2. Jesus permanece então unido, colado a nós, e nós agarrados e atraídos por Ele ao Pai. Junto do Pai, Jesus intercede por nós! Por isso, ainda que dentro de nós ou à nossa volta, haja tantas más notícias, de sofrimento, de tristeza, de escuridão, que não podemos ignorar, mas que, por vezes, parecem arruinar a nossa esperança, a verdade é que continuamos a crer e a esperar, porque temos esta boa notícia estampada no rosto: o Senhor está connosco, não nos abandonou à desgraça, não nos deixou órfãos! Graças à ação do Seu Espírito Santo, ainda que nos pareça o contrário, perante o cenário de tanta destruição, a verdade é que “o amor sempre conseguirá suscitar corações capazes de se comover, rostos capazes de não se abater, mãos prontas a construir. Nasce, assim, uma esperança acessível a todos, precisamente no lugar onde a vida conhece a amargura do fracasso [Papa Francisco, Mensagem para o Dia Mundial das Comunicações Sociais (DMCS), 2017].

3. Ao longo do nosso caminho, esta promessa de Jesus «Eu estou convosco» (Mt 28,20), ou dito ainda de modo mais pessoal, «Não tenhas medo, que Eu estou contigo(Is 43, 5), leva-nos a estar de pé, erguidos, com esperança, convictos de que o bom Deus está sempre a agir a nosso favor e a transformar o mal num bem maior, a realizar aquilo que nos parece impossível. “Na verdade, o fio, com que se tece toda a história sagrada (a da Bíblia e a nossa), é a esperança, e o seu tecedor só pode ser o Espírito Santo Consolador” (Papa Francisco, MDMCS 2017). Que Ele nos ensine a comunicar a esperança e a confiança, no nosso tempo!
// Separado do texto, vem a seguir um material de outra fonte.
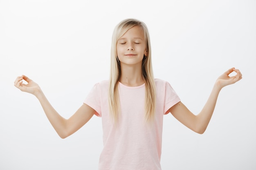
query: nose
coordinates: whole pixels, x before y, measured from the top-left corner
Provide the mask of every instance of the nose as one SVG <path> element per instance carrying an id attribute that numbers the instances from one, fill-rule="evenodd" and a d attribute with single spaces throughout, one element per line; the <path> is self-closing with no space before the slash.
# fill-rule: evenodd
<path id="1" fill-rule="evenodd" d="M 133 51 L 134 50 L 134 48 L 133 47 L 133 46 L 132 43 L 127 43 L 127 50 L 128 51 Z"/>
4. Foram-nos propostos, há dias, dois grandes comunicadores da esperança, uma esperança vivida, com os pés bem assentes na terra, mas com o coração voltado para o céu. Esta grande esperança foi-nos testemunhada e comunicada pelos pastorinhos de Fátima. “Eles compreenderam e viveram a beleza do Céu, que o Anjo e Nossa Senhora lhes fizeram saborear, como plenitude do amor de Deus, que os fascinou”. E assim mesmo “creram, esperaram e amaram”, rezaram e sofreram, sem medo algum de morrer, na esperança feliz do encontro luminoso, com Nosso Senhor e Nossa Senhora, lá no Céu. 

5. Como eles, não percamos do horizonte da nossa esperança o Céu, que não acaba aqui, mas aqui começa, onde Deus está, mesmo se escondido, como semente, em esperança. Levemos aos outros a Boa Nova, que é este Jesus, Deus connosco, até ao fim dos tempos, e tornemo-nos, como os Pastorinhos, “faróis que iluminam a rota e abrem novas sendas de confiança e esperança (Papa Francisco, MDMCS 2017) no nosso tempo, conscientes de que Deus nos criou como uma esperança para os outros.

Caminhemos, então, Povo de Deus, como peregrinos da esperança, a caminho do Céu, com Maria, pelas fontes da alegria!